Proudly wearing a name inspired by an iconic Bruce Springsteen album and “the state of many farmhouses”, Nebraska is a Saison that has been “lusciously hopped” with Motueka and Mosaic hops. Coming in at an easy-drinking 6.2% ABV, Nebraska was brewed by Earth Eagle to give “all those other farmhousey brews a run for their money!”
Nebraska is occasionally available in Earth Eagle’s taproom on draft and in 4-packs of 16 oz. cans.
Now that we have properly gone over the brewery’s brief description of this beer, let’s experience Nebraska by way of New Hampshire with some Tasting Notes!
Tasting Notes for Nebraska Hoppy Saison from Earth Eagle Brewings
Appearance: A gentle pour produces a Saison that is a deep yellow-orange in color and capped with just over two fingers of rocky, winter white foam. When held to direct light, the yellows burst with radiance while a rich orange tone holds its ground at the core of the glass. The beer is slightly cloudy but is still able to display a steady carbonation presence working about within.

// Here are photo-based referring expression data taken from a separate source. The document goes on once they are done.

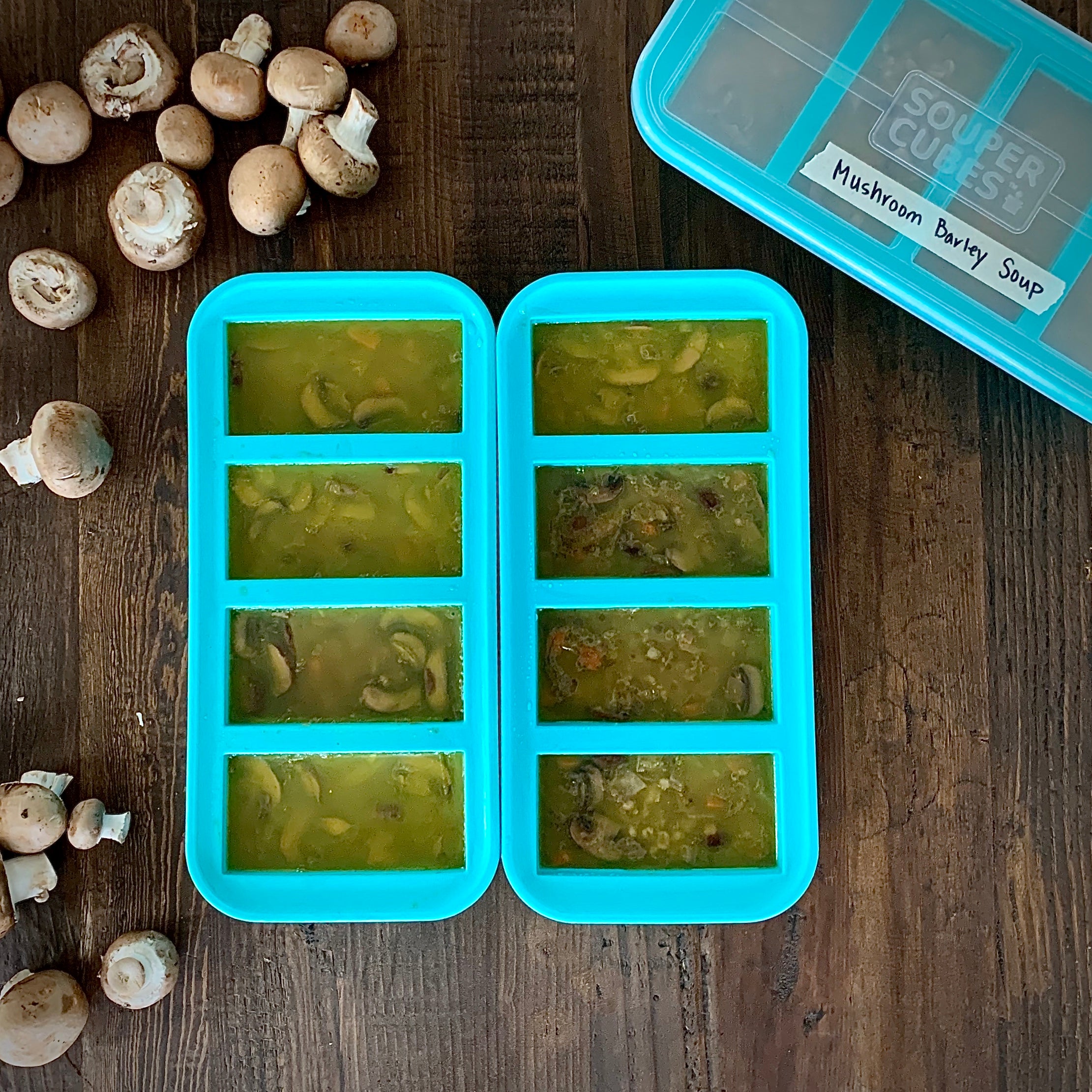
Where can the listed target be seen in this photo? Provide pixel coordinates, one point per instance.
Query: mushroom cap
(86, 824)
(51, 289)
(267, 188)
(50, 124)
(307, 79)
(229, 87)
(139, 969)
(32, 818)
(70, 449)
(41, 1017)
(157, 216)
(335, 170)
(362, 32)
(184, 136)
(130, 71)
(11, 172)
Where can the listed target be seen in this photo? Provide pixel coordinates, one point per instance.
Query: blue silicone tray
(631, 897)
(338, 896)
(940, 152)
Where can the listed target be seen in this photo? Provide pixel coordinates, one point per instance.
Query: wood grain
(945, 943)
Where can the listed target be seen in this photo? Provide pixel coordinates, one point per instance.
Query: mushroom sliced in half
(23, 878)
(32, 818)
(67, 449)
(334, 150)
(11, 172)
(55, 782)
(307, 81)
(184, 136)
(52, 290)
(267, 188)
(130, 71)
(139, 969)
(41, 1017)
(230, 83)
(91, 823)
(157, 216)
(362, 32)
(50, 124)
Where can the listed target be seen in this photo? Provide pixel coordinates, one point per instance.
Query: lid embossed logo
(990, 165)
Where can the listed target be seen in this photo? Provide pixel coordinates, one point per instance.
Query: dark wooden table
(945, 944)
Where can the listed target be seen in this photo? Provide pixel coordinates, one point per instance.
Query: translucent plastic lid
(940, 152)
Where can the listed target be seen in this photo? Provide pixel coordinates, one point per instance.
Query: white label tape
(937, 230)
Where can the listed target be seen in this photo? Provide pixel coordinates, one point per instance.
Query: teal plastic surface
(636, 897)
(338, 896)
(940, 152)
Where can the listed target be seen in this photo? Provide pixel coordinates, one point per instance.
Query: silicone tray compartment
(974, 112)
(338, 896)
(634, 897)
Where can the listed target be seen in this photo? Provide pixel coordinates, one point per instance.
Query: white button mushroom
(157, 216)
(130, 71)
(139, 969)
(23, 878)
(67, 449)
(32, 818)
(230, 83)
(90, 824)
(307, 81)
(55, 782)
(267, 188)
(334, 150)
(41, 1017)
(11, 173)
(362, 32)
(52, 290)
(50, 124)
(184, 136)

A picture-perfect representation of the style’s unmistakable level of head retention, the foam barely falls at all and absolutely coats the glass with chunky streaks of lace.
Aroma: The Saison yeast strikes first with beautiful notes of pepper, clove and subtle mustiness. The featured hops lend delicate notes of grapefruit, lemon zest, mango and stone fruit. Bready malts eventually surface with a touch of sweetness, but they are no match for that gorgeous yeast character.

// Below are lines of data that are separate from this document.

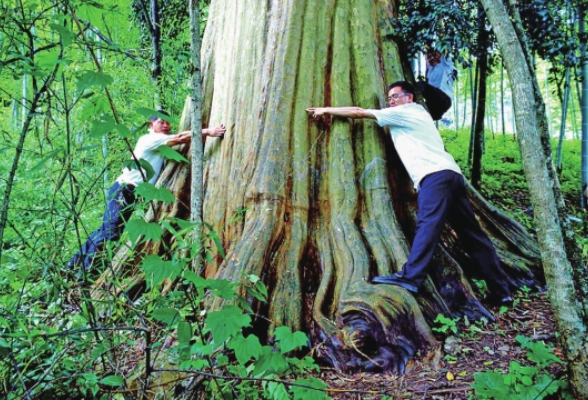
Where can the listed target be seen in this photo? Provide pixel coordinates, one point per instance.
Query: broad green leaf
(303, 393)
(288, 341)
(112, 380)
(122, 130)
(277, 391)
(171, 154)
(270, 362)
(147, 168)
(490, 385)
(245, 348)
(226, 323)
(96, 106)
(184, 332)
(48, 156)
(168, 316)
(150, 192)
(222, 288)
(90, 11)
(138, 227)
(156, 270)
(66, 35)
(47, 59)
(102, 127)
(88, 79)
(196, 280)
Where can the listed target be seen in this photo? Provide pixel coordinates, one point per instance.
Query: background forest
(78, 82)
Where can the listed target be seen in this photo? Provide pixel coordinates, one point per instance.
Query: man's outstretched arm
(344, 112)
(184, 137)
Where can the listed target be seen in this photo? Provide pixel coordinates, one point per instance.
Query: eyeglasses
(396, 96)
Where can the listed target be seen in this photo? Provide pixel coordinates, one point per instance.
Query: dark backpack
(436, 100)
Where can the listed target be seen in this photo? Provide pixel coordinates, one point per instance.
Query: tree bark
(196, 126)
(480, 114)
(324, 207)
(558, 270)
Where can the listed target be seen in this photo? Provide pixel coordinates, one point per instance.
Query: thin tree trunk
(502, 97)
(474, 94)
(584, 107)
(197, 145)
(480, 114)
(558, 270)
(37, 97)
(564, 110)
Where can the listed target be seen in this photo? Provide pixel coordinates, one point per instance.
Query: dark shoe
(396, 280)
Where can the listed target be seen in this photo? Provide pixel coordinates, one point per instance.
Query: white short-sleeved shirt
(416, 139)
(441, 75)
(146, 149)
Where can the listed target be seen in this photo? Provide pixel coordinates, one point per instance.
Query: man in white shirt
(441, 191)
(120, 200)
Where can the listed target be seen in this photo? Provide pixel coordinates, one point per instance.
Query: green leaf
(49, 156)
(149, 192)
(156, 270)
(277, 391)
(138, 227)
(123, 131)
(102, 127)
(184, 333)
(490, 385)
(171, 154)
(245, 348)
(112, 380)
(222, 288)
(147, 168)
(302, 393)
(226, 323)
(148, 112)
(168, 316)
(88, 79)
(47, 59)
(288, 341)
(66, 35)
(270, 362)
(217, 242)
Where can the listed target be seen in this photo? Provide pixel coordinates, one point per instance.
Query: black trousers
(442, 197)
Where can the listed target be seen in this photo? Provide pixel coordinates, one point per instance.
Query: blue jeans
(442, 198)
(120, 202)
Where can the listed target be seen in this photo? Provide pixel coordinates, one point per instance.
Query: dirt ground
(474, 349)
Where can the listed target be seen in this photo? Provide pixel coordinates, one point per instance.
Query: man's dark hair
(405, 86)
(154, 117)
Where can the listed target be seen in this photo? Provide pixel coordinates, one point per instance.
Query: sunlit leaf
(138, 227)
(168, 316)
(245, 348)
(225, 323)
(149, 192)
(288, 340)
(171, 154)
(112, 380)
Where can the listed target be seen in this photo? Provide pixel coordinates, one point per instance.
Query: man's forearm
(343, 112)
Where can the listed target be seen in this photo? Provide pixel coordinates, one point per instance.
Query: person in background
(120, 200)
(438, 88)
(441, 191)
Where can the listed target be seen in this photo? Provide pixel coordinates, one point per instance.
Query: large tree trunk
(558, 269)
(327, 206)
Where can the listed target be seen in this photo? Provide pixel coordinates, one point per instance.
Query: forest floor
(473, 349)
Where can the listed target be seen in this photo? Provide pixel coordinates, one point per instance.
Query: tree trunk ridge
(328, 205)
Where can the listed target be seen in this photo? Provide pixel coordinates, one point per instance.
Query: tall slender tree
(558, 269)
(324, 208)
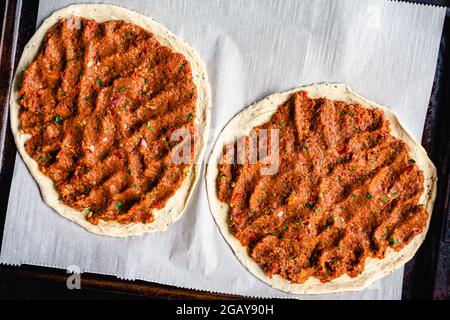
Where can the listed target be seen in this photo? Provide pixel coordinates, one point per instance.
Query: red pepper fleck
(342, 149)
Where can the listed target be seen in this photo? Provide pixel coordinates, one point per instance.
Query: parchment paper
(384, 50)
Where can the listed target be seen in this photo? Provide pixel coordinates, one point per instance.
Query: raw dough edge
(177, 204)
(259, 113)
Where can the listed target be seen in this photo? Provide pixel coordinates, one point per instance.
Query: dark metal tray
(427, 276)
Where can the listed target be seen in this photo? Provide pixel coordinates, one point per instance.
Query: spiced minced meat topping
(100, 102)
(345, 190)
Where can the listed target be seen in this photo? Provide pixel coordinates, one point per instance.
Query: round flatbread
(373, 268)
(176, 204)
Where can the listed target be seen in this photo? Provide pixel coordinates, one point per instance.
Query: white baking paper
(384, 50)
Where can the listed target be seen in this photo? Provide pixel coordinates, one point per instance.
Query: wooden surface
(426, 276)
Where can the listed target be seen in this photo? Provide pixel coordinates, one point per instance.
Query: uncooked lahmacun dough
(176, 205)
(260, 113)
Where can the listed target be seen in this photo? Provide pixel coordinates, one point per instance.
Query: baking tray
(427, 276)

Taste: The bready malts set the stage here before those trademark Saison notes steal the show with peppery spice, a nice earthiness and grassiness, subtle clove, and musty tones that mimic wet hay and an attic during a humid summer. The hops have a bit more power here and brighten the profile with tones of grapefruit and tropical fruits, but notes of mango and stone fruit (mostly unripe peach and dried apricot) actually lend some support to that musty yeast quality as well. A gentle floral tone rounds everything off and closes out the profile.
Mouthfeel: Medium in body with a medium carbonation level, this beer casually slips across the palate and finishes nice and dry. The hops outwork the malts a bit, but they avoid taking the spotlight from the all-important Saison yeast character. At 6.4% ABV, this beer does bring a light building heat in the throat, but it is not at all out of hand. The aftertaste leaves behind just a grace of yeast esters that easily entices the drinker to take another sip.

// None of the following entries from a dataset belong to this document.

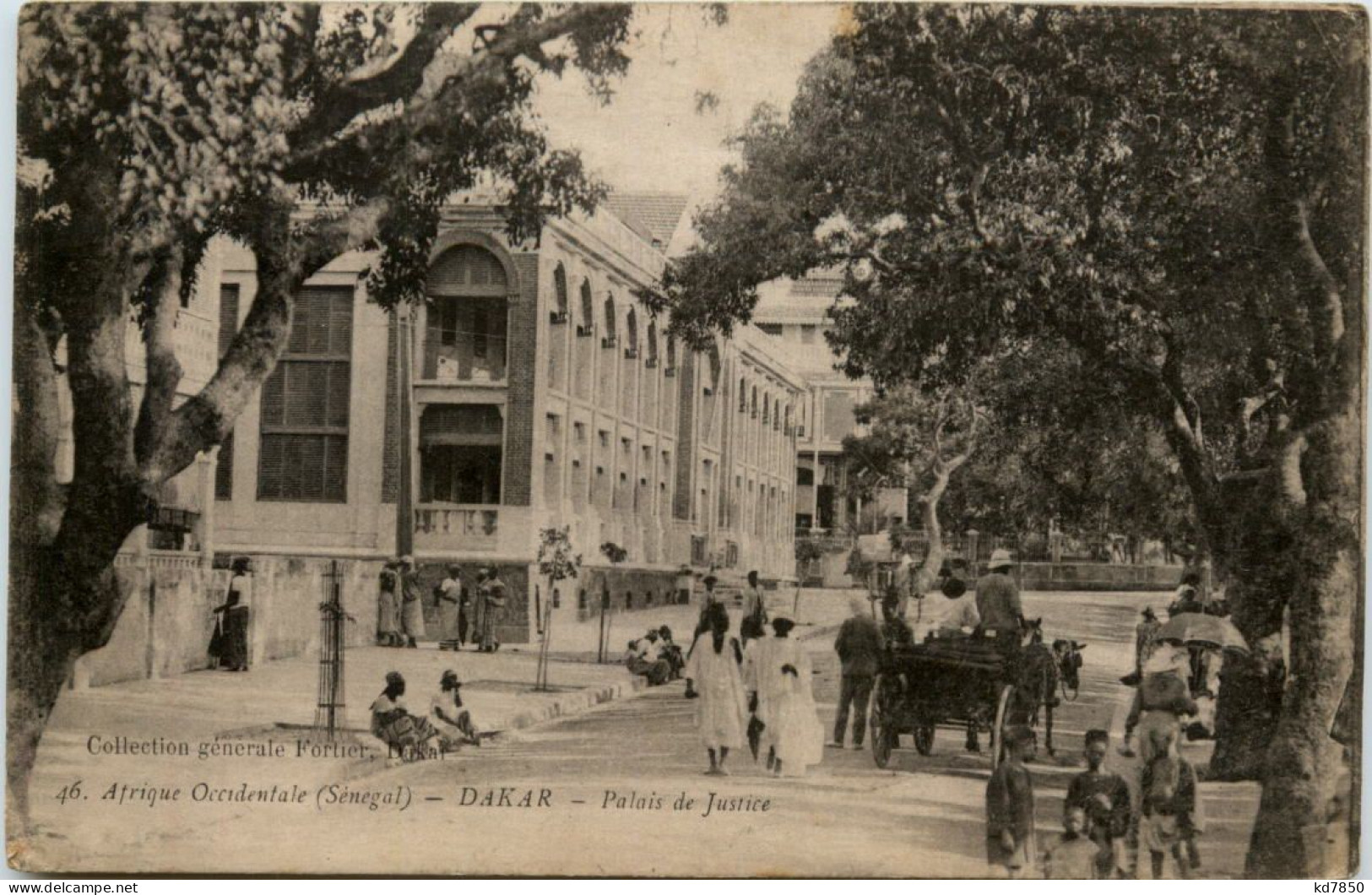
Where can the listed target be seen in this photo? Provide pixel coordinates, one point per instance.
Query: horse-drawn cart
(972, 681)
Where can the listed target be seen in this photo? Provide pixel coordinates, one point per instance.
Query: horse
(1042, 671)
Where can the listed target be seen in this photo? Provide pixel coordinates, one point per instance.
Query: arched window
(559, 315)
(608, 341)
(588, 326)
(652, 344)
(632, 335)
(465, 316)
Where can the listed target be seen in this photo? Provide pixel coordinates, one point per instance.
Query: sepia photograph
(680, 440)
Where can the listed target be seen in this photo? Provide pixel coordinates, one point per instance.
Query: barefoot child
(1010, 840)
(1104, 800)
(1073, 857)
(1172, 816)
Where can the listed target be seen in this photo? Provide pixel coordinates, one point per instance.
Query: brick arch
(453, 239)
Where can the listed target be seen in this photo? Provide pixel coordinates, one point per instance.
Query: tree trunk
(1305, 766)
(40, 659)
(1261, 576)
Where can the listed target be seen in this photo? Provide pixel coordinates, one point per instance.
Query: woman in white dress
(796, 737)
(713, 677)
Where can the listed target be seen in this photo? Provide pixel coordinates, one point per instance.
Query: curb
(823, 631)
(575, 703)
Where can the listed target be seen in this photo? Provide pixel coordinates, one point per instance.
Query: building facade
(796, 315)
(542, 394)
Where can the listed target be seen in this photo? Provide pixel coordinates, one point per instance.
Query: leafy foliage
(614, 552)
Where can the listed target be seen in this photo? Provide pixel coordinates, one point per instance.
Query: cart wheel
(882, 728)
(925, 739)
(998, 732)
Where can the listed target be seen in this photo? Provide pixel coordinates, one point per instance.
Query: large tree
(915, 441)
(1176, 197)
(146, 131)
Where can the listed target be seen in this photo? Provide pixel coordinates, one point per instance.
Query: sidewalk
(274, 703)
(1229, 807)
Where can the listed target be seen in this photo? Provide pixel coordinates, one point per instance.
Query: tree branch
(36, 504)
(285, 261)
(164, 370)
(447, 73)
(384, 81)
(1328, 313)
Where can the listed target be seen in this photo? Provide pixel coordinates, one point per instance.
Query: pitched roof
(653, 216)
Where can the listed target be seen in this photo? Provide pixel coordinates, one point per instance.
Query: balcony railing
(471, 528)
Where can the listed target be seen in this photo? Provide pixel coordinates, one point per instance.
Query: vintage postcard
(854, 441)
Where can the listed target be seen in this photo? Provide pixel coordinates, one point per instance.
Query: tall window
(305, 404)
(557, 337)
(228, 328)
(610, 322)
(632, 334)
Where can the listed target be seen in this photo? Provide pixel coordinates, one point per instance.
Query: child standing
(1104, 798)
(1010, 840)
(1172, 814)
(1073, 857)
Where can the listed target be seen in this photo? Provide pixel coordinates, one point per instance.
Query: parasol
(1196, 627)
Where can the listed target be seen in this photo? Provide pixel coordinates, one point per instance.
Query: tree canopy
(1174, 201)
(301, 131)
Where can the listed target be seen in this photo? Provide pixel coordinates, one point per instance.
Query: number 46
(70, 791)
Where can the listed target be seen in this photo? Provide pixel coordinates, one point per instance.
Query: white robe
(722, 708)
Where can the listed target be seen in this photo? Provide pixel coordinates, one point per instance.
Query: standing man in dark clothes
(755, 611)
(1104, 798)
(998, 598)
(860, 649)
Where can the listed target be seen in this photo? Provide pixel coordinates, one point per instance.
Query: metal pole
(405, 396)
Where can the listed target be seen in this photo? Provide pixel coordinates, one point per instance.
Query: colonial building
(796, 315)
(541, 393)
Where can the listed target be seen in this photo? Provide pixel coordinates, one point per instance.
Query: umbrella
(1196, 627)
(755, 735)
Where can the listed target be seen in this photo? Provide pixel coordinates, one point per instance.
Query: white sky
(651, 136)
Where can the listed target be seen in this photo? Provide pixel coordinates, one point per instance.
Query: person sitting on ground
(670, 653)
(449, 717)
(647, 660)
(1073, 855)
(394, 725)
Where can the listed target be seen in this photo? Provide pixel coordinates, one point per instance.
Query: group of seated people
(408, 736)
(654, 656)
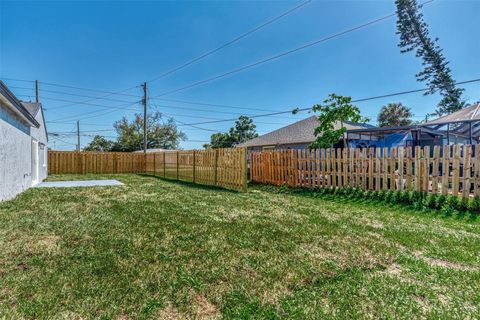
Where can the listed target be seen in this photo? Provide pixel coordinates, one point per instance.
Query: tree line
(413, 37)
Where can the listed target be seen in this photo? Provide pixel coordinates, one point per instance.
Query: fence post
(154, 163)
(164, 165)
(193, 175)
(245, 167)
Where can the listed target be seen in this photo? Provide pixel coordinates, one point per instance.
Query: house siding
(15, 154)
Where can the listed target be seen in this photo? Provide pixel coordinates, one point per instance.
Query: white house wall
(15, 154)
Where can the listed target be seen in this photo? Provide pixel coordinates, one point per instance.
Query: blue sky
(112, 46)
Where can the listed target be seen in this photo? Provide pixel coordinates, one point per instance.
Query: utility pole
(78, 135)
(36, 91)
(145, 117)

Final Thoughts: After landing in Manchester, New Hampshire and starting our vacation by road-tripping to Portland, Maine, we asked every brewer, bartender and server that we ran across along the way the same question: “What is the one brewery around here that we have to check out?” The first answer out of everyone’s mouth was Earth Eagle Brewings.
That level of endorsement says a lot, but a beer like Nebraska says even more about Earth Eagle and quickly validates those ardent recommendations. We say that because this is a wonderfully executed, classic take on the Saison style, and that is no small feat. Yes, we are aware that Nebraska is listed as a not-so-traditional “Hoppy Saison”, but those carefully selected Motueka and Mosaic hops were deployed to balance and actually accentuate the elegant and dynamic nature of the chosen strain of Saison yeast. The hops add some charm, but they know their place and never overwhelm. It is incredibly apparent that the brewers at Earth Eagle set out to make Nebraska shine bright as a real Saison capable of capturing the attention and imagination of European brewers dedicated to this style, and they clearly pulled it off in our estimation.
All in all, we can confirm that Nebraska is a truly special beer and Earth Eagle Brewings is a truly special brewery. Be sure to check them out if you ever find yourself anywhere within driving distance of Portsmouth, New Hampshire. Seriously. Do it. Prost!